What about a book with a really strong “other”-ness-oriented plot, like The Absolutely True Diary of a Part-Time Indian? That’s centered on the protagonist’s struggle with living in two cultures and among people of two different races. But it’s also about family and addiction and romance and basketball and bulimia and a government-sanctioned caste system. And it was considered sufficiently complex to win a billion awards and get itself on a billion critics’ lists.

Yes, sometimes a character’s “other”-ness really is the biggest thing in their life. But that doesn’t mean the story isn’t still complex. Right now, for Kurt on Glee (it always comes back to Glee with me), the fact that he likes boys really is the most important thing in his life. Partly because other people are making it that way by calling attention to it, and partly because right now he desperately, desperately wants to have a relationship with a boy. Because he’s a kid, and that’s his current reality. It doesn’t make him a less complex character, and it doesn’t mean there aren’t other things going on in his life, and it doesn’t mean the story itself is flawed.

Seriously, I’m racking my brain here trying to think of a YA book I’ve read that was “about” a protagonist’s “other”-ness, or where that aspect of a character’s identity was the lone trait that defined them. I’ve read my fair number of books, but I’m coming up empty.

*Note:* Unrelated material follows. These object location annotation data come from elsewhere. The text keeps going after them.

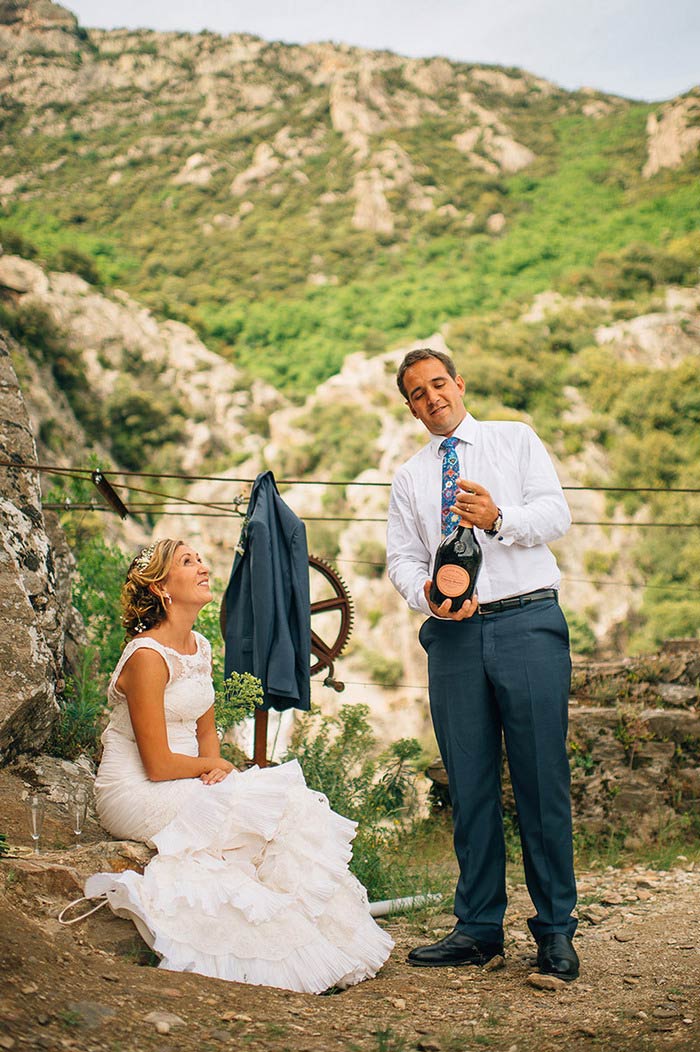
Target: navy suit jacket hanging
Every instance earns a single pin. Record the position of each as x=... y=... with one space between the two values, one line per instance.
x=267 y=603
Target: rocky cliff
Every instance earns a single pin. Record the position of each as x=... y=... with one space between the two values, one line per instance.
x=123 y=351
x=35 y=585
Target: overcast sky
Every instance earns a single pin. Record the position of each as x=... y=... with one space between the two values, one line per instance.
x=640 y=48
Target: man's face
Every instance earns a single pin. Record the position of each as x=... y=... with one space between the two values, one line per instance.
x=434 y=397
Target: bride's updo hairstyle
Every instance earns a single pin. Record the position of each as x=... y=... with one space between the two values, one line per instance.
x=142 y=609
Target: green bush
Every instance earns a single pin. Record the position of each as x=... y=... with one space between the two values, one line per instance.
x=385 y=671
x=141 y=422
x=74 y=261
x=82 y=709
x=339 y=759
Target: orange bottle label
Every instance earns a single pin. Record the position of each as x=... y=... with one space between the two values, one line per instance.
x=452 y=580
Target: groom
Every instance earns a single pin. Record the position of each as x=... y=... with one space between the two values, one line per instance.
x=498 y=667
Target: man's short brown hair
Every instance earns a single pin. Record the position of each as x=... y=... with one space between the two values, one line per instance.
x=420 y=356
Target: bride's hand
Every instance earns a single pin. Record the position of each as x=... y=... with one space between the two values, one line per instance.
x=210 y=777
x=218 y=772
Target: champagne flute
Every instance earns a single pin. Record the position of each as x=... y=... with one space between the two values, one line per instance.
x=78 y=810
x=36 y=808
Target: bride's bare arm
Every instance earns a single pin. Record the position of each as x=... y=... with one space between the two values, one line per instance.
x=143 y=681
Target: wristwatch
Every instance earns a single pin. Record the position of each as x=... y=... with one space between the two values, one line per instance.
x=498 y=522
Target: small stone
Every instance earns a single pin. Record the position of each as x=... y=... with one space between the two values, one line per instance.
x=545 y=982
x=428 y=1045
x=594 y=914
x=168 y=1017
x=92 y=1013
x=665 y=1012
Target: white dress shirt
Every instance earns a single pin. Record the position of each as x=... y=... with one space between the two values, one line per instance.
x=508 y=460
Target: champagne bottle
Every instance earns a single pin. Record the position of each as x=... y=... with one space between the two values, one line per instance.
x=457 y=564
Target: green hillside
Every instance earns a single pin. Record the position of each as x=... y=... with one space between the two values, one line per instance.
x=278 y=276
x=297 y=204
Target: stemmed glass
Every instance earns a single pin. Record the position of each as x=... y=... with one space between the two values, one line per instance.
x=78 y=809
x=36 y=808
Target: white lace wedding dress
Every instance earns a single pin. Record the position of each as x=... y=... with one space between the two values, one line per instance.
x=251 y=881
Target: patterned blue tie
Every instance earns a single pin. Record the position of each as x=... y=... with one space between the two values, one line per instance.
x=450 y=477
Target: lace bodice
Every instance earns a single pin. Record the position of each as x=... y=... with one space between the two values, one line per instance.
x=188 y=692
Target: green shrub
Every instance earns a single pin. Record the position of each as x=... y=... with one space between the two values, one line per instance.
x=385 y=671
x=338 y=757
x=74 y=261
x=82 y=708
x=141 y=422
x=581 y=635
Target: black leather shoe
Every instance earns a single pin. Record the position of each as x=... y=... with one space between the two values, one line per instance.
x=457 y=948
x=557 y=956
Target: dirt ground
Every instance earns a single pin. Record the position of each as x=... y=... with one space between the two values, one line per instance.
x=93 y=986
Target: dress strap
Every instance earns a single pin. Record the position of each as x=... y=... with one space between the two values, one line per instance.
x=140 y=643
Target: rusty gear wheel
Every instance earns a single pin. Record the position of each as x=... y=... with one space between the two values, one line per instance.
x=332 y=616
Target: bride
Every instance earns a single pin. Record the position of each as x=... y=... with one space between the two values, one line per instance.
x=251 y=879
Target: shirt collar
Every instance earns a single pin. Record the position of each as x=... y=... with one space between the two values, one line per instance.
x=465 y=432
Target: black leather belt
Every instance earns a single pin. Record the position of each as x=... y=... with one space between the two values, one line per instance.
x=516 y=601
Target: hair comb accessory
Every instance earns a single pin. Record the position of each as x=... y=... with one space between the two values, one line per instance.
x=144 y=558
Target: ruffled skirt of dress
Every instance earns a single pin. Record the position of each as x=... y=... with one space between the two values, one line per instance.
x=251 y=884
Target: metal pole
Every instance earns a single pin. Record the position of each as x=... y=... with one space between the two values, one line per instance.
x=260 y=741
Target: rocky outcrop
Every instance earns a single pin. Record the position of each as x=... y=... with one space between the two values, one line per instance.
x=673 y=135
x=33 y=597
x=661 y=340
x=634 y=743
x=125 y=350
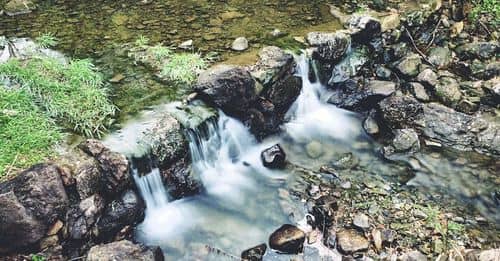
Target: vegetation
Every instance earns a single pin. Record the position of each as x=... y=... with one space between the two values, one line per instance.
x=72 y=94
x=26 y=133
x=46 y=40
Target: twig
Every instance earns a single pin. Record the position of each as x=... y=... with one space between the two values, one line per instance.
x=433 y=35
x=416 y=48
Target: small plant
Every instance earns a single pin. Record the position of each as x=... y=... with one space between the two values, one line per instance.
x=183 y=67
x=141 y=41
x=47 y=40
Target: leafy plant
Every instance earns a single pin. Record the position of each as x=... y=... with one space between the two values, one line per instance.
x=47 y=40
x=72 y=94
x=26 y=133
x=183 y=67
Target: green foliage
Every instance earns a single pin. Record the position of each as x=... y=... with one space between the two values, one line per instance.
x=47 y=40
x=141 y=41
x=486 y=7
x=26 y=133
x=183 y=67
x=72 y=93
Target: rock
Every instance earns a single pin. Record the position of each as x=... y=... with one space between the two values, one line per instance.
x=440 y=56
x=349 y=241
x=448 y=91
x=418 y=90
x=409 y=65
x=273 y=157
x=31 y=203
x=114 y=166
x=364 y=28
x=287 y=239
x=349 y=66
x=399 y=112
x=314 y=149
x=124 y=250
x=413 y=256
x=428 y=77
x=187 y=45
x=479 y=50
x=361 y=221
x=405 y=140
x=329 y=47
x=127 y=210
x=230 y=88
x=18 y=7
x=255 y=253
x=240 y=44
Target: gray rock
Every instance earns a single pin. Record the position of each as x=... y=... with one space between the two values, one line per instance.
x=440 y=56
x=329 y=46
x=361 y=221
x=124 y=250
x=287 y=239
x=350 y=241
x=240 y=44
x=418 y=90
x=428 y=77
x=409 y=66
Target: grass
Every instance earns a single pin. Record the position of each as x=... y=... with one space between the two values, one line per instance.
x=72 y=94
x=486 y=7
x=46 y=40
x=26 y=133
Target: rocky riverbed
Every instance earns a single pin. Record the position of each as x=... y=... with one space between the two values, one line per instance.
x=417 y=178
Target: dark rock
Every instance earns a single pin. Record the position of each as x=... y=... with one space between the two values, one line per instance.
x=255 y=253
x=399 y=112
x=124 y=250
x=114 y=166
x=30 y=203
x=329 y=47
x=273 y=157
x=127 y=210
x=349 y=241
x=480 y=50
x=230 y=88
x=287 y=239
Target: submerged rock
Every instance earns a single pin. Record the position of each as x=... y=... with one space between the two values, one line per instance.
x=30 y=204
x=273 y=157
x=287 y=239
x=124 y=250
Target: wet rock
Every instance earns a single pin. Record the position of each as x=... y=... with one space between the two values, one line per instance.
x=230 y=88
x=273 y=157
x=350 y=241
x=364 y=28
x=287 y=239
x=418 y=90
x=114 y=166
x=409 y=65
x=240 y=44
x=31 y=203
x=349 y=66
x=127 y=210
x=440 y=56
x=399 y=112
x=18 y=7
x=329 y=47
x=448 y=91
x=361 y=221
x=255 y=253
x=480 y=50
x=428 y=77
x=124 y=250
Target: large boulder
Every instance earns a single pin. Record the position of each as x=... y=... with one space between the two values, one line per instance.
x=114 y=166
x=30 y=204
x=124 y=251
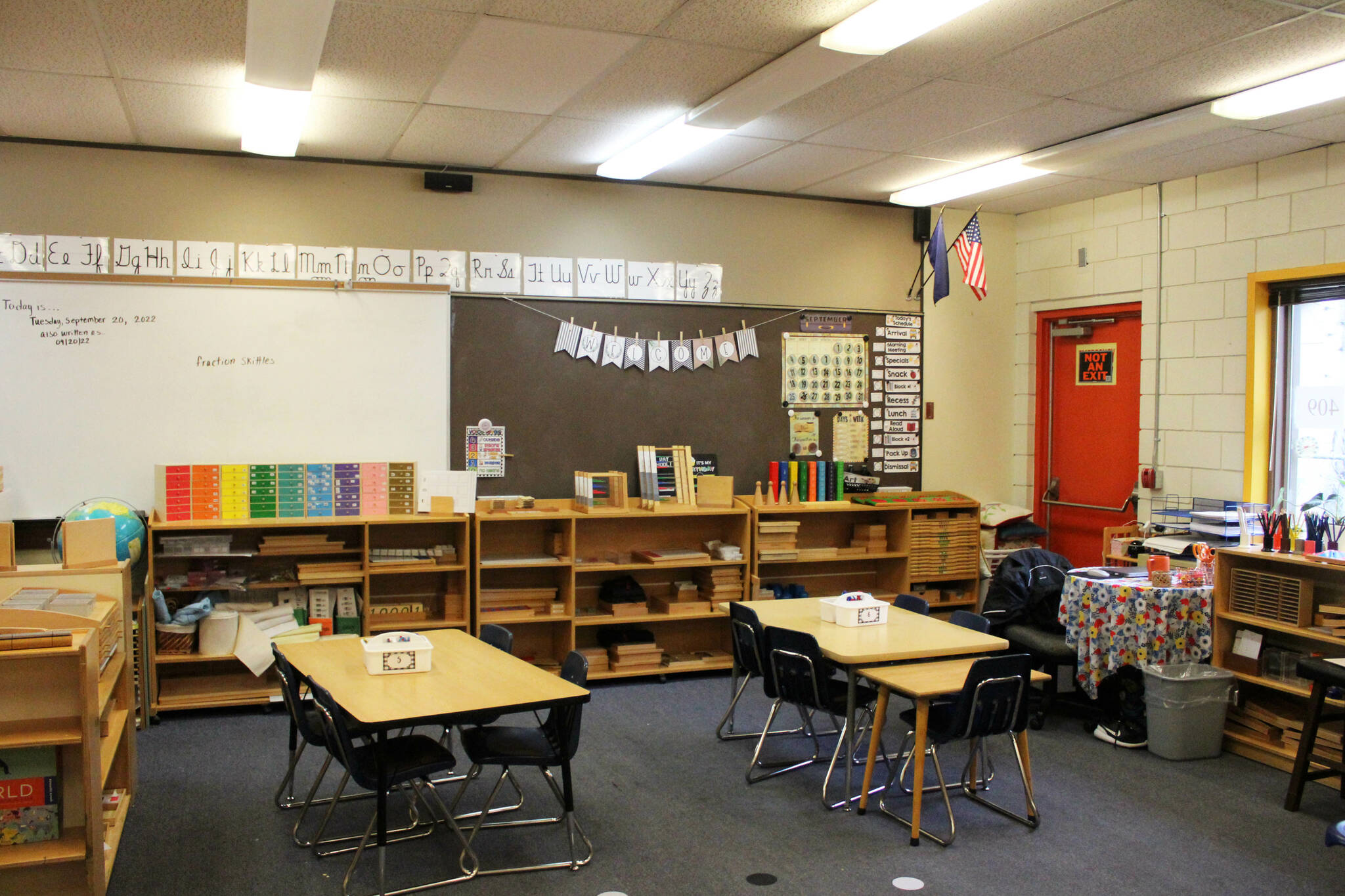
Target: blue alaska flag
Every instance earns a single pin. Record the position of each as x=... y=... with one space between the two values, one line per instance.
x=939 y=261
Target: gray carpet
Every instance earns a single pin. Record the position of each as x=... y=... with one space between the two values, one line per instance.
x=669 y=813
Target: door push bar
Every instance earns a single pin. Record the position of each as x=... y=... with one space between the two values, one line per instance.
x=1052 y=496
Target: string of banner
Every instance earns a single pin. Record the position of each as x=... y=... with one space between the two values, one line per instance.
x=655 y=354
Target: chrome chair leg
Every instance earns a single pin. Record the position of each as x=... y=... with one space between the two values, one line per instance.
x=947 y=805
x=1032 y=820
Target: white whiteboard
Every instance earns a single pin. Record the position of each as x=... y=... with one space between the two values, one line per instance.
x=127 y=378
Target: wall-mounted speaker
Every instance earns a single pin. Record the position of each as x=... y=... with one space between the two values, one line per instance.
x=445 y=183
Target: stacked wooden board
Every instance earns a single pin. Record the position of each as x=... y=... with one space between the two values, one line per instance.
x=778 y=540
x=944 y=543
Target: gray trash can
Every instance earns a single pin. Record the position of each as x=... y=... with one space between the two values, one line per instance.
x=1185 y=704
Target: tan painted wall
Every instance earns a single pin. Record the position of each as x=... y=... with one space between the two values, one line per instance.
x=774 y=250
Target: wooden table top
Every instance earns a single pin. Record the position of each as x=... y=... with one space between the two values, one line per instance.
x=907 y=636
x=920 y=680
x=466 y=676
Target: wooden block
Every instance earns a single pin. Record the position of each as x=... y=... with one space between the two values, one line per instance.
x=7 y=547
x=89 y=543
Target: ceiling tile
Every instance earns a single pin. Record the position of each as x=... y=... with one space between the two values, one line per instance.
x=884 y=178
x=343 y=128
x=772 y=27
x=986 y=33
x=452 y=136
x=187 y=43
x=1034 y=128
x=1067 y=191
x=662 y=78
x=185 y=114
x=386 y=53
x=525 y=66
x=51 y=35
x=711 y=161
x=1119 y=41
x=573 y=146
x=62 y=108
x=635 y=16
x=848 y=96
x=931 y=112
x=1216 y=72
x=795 y=167
x=1252 y=147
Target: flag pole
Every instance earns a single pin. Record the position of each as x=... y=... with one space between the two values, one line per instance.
x=920 y=269
x=950 y=245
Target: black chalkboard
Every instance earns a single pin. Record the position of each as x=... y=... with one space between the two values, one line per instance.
x=564 y=414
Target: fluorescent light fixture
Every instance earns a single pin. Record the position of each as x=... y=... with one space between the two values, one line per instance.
x=273 y=119
x=887 y=24
x=1001 y=174
x=662 y=148
x=1287 y=95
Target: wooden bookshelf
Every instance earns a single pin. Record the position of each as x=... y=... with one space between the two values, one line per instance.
x=933 y=547
x=55 y=699
x=590 y=550
x=192 y=681
x=1325 y=584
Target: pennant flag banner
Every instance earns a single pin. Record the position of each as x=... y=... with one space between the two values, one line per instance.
x=655 y=354
x=568 y=340
x=725 y=349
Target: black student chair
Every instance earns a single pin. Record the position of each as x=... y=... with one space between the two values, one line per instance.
x=798 y=675
x=407 y=759
x=748 y=648
x=993 y=702
x=549 y=746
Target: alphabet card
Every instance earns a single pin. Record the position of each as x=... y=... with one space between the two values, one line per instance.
x=600 y=277
x=495 y=273
x=548 y=276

Books, good books at least, aren’t like TV shows, where you can easily identify the A, B, and C plots of each episode because they’re only loosely strung together. That makes for good TV; your perspective shifts from scene to scene. But in books, things need to be interwoven. Each scene is accomplishing multiple things, and often addressing multiple plot threads. Whatever makes a character who they are will inevitably come out in the story. That’s just how characters work. It’s what they do. It’s what makes good stories good.